The box stacking problem is a variation of the Longest Increasing Subsequence problem. The statement is that we are given n types of rectangular boxes. They are represented in 3D space by 3 values: height, weight and length. We have to stack them one on top of each other, in order to obtain the maximum height possible for the stack. There is one rule to apply: the boxes in the stack must be stacked in such a way, that any box will have its base smaller than the box below.

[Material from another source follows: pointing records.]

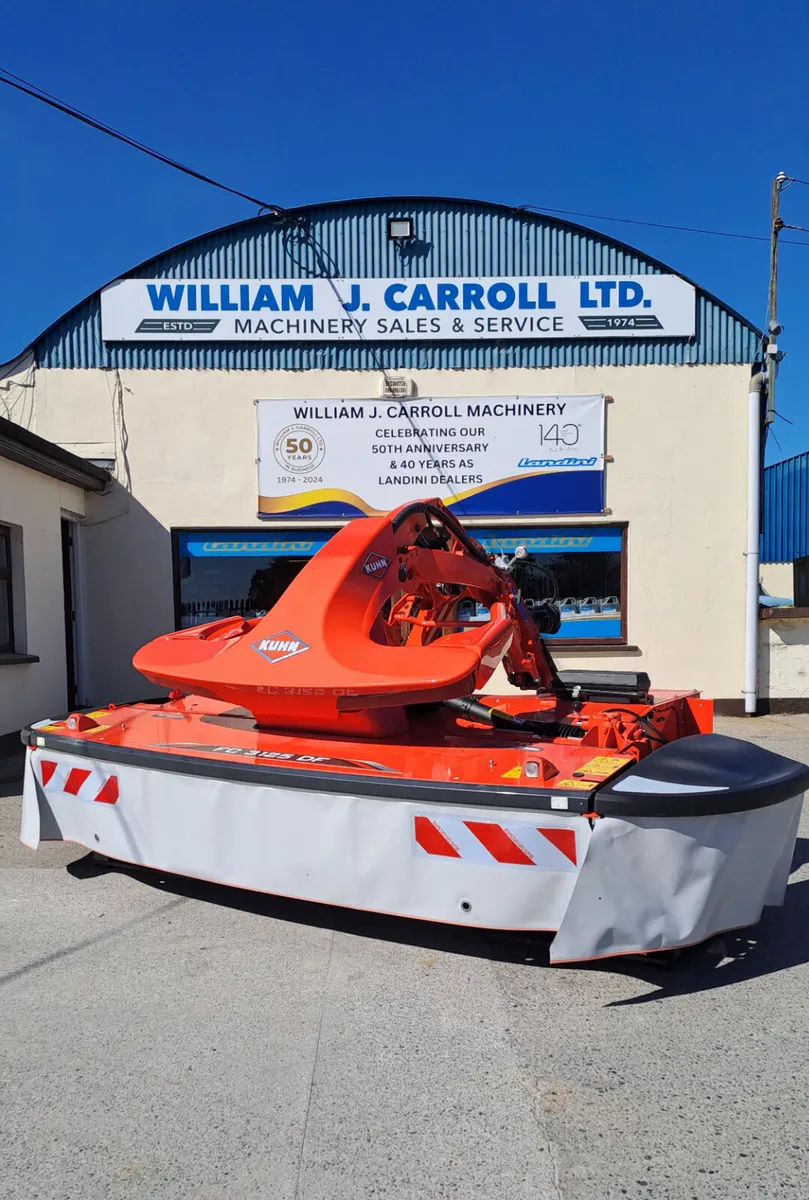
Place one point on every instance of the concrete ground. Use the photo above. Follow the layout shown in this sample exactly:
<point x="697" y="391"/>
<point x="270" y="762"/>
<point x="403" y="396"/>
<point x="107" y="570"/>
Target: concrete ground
<point x="167" y="1039"/>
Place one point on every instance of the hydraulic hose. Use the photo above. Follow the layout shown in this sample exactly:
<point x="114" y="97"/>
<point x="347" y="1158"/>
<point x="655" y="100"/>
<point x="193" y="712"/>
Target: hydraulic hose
<point x="474" y="711"/>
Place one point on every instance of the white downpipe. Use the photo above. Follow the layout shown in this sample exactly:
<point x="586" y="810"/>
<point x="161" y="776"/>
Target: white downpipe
<point x="753" y="541"/>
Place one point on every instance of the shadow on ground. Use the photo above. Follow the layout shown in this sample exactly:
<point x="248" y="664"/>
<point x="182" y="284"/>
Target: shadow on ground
<point x="778" y="942"/>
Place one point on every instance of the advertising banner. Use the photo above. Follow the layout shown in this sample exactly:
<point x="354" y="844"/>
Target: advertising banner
<point x="453" y="309"/>
<point x="483" y="456"/>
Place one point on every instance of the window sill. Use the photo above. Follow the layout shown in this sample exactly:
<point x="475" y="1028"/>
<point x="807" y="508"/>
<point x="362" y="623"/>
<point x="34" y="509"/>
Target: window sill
<point x="597" y="647"/>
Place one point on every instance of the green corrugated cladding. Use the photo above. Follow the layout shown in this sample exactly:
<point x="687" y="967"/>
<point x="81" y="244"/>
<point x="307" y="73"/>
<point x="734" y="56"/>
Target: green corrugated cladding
<point x="349" y="239"/>
<point x="785" y="502"/>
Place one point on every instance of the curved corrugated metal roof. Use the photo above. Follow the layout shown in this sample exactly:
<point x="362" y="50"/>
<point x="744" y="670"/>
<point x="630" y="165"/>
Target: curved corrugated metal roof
<point x="349" y="239"/>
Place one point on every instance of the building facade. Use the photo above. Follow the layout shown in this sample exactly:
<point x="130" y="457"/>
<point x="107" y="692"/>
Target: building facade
<point x="46" y="502"/>
<point x="262" y="384"/>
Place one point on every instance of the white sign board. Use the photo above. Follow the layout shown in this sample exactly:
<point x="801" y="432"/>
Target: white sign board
<point x="558" y="306"/>
<point x="480" y="455"/>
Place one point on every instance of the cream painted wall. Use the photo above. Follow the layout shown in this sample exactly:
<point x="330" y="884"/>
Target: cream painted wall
<point x="677" y="436"/>
<point x="33" y="505"/>
<point x="784" y="659"/>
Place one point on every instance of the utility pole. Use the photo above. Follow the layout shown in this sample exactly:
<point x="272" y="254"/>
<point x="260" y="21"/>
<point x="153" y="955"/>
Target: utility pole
<point x="773" y="328"/>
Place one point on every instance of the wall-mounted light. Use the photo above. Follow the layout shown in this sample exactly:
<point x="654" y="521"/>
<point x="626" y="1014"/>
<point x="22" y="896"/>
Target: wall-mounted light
<point x="400" y="228"/>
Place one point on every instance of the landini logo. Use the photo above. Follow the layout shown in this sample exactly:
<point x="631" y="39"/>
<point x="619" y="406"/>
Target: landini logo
<point x="280" y="646"/>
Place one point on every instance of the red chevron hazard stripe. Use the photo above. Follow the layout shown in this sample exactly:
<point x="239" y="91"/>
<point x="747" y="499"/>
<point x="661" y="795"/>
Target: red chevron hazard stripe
<point x="432" y="840"/>
<point x="510" y="843"/>
<point x="499" y="844"/>
<point x="84" y="783"/>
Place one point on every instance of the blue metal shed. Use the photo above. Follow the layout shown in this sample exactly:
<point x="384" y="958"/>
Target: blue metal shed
<point x="785" y="502"/>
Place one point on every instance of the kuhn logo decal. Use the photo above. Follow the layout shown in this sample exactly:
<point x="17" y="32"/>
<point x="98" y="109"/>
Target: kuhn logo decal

The box can be rotated on any axes so that any face can be the base, and we are allowed to use multiple instances of the same box.

// Box Stacking problem

#include <iostream>
using namespace std;

struct Box
{
  int height;
  int width;
  int depth;
};


int minimumNumber (int x, int y)
{
    return (x < y)? x : y;
}

int maximumNumber (int x, int y)
{
    return (x > y)? x : y;
}

int compare (const void *a, const void * b)
{
    return ( (*(Box *)b).depth * (*(Box *)b).width ) - ( (*(Box *)a).depth * (*(Box *)a).width );
}

int maxStackHeight( Box boxArray[], int numberOfBoxes )
{
    int instancesOfBox = 3;
    Box rotationBoxes[instancesOfBox * numberOfBoxes];
    int index = 0;
    for (int i = 0; i < numberOfBoxes; i++)
    {
        // Copy of the initial box
        rotationBoxes[index].height = boxArray[i].height;
        rotationBoxes[index].depth = maximumNumber(boxArray[i].depth, boxArray[i].width);
        rotationBoxes[index].width = minimumNumber(boxArray[i].depth, boxArray[i].width);
        index++;

        // Rotation 1 of box
        rotationBoxes[index].height = boxArray[i].width;
        rotationBoxes[index].depth = maximumNumber(boxArray[i].height, boxArray[i].depth);
        rotationBoxes[index].width = minimumNumber(boxArray[i].height, boxArray[i].depth);
        index++;

        // Rotation 2 of box
        rotationBoxes[index].height = boxArray[i].depth;
        rotationBoxes[index].depth = maximumNumber(boxArray[i].height, boxArray[i].width);
        rotationBoxes[index].width = minimumNumber(boxArray[i].height, boxArray[i].width);
        index++;
    }

    numberOfBoxes = instancesOfBox * numberOfBoxes;

    // Sort the boxes in decreasing order of base
    qsort (rotationBoxes, numberOfBoxes, sizeof(rotationBoxes[0]), compare);

    int maxStackHeight[numberOfBoxes];
    for (int i = 0; i < numberOfBoxes; i++ )
    {
        maxStackHeight[i] = rotationBoxes[i].height;
    }


    // Verify all the combinations
    for (int i = 1; i < numberOfBoxes; i++ )
    {
        for (int j = 0; j < i; j++ )
        {
            if ( rotationBoxes[i].width < rotationBoxes[j].width &&
                rotationBoxes[i].depth < rotationBoxes[j].depth &&
                maxStackHeight[i] < maxStackHeight[j] + rotationBoxes[i].height)
            {
                maxStackHeight[i] = maxStackHeight[j] + rotationBoxes[i].height;
            }
        }

    }

    // Select the maximum height
    int maximumNumber = -1;
    for (int i = 0; i < numberOfBoxes; i++)
    {
        if (maximumNumber < maxStackHeight[i])
        {
             maximumNumber = maxStackHeight[i];
        }
    }
    return maximumNumber;
}

int main()
{
  Box boxArray[] = { {1, 2, 3}, {4, 5, 6}, {7, 8, 9 } };
  int numberOfBoxes = sizeof(boxArray)/sizeof(boxArray[0]);
  int maxHeightOfStack = maxStackHeight(boxArray, numberOfBoxes);

  cout << "The maximum height of the stack is " << maxHeightOfStack << endl;
  return 0;
}

The maximum height of the stack is 30.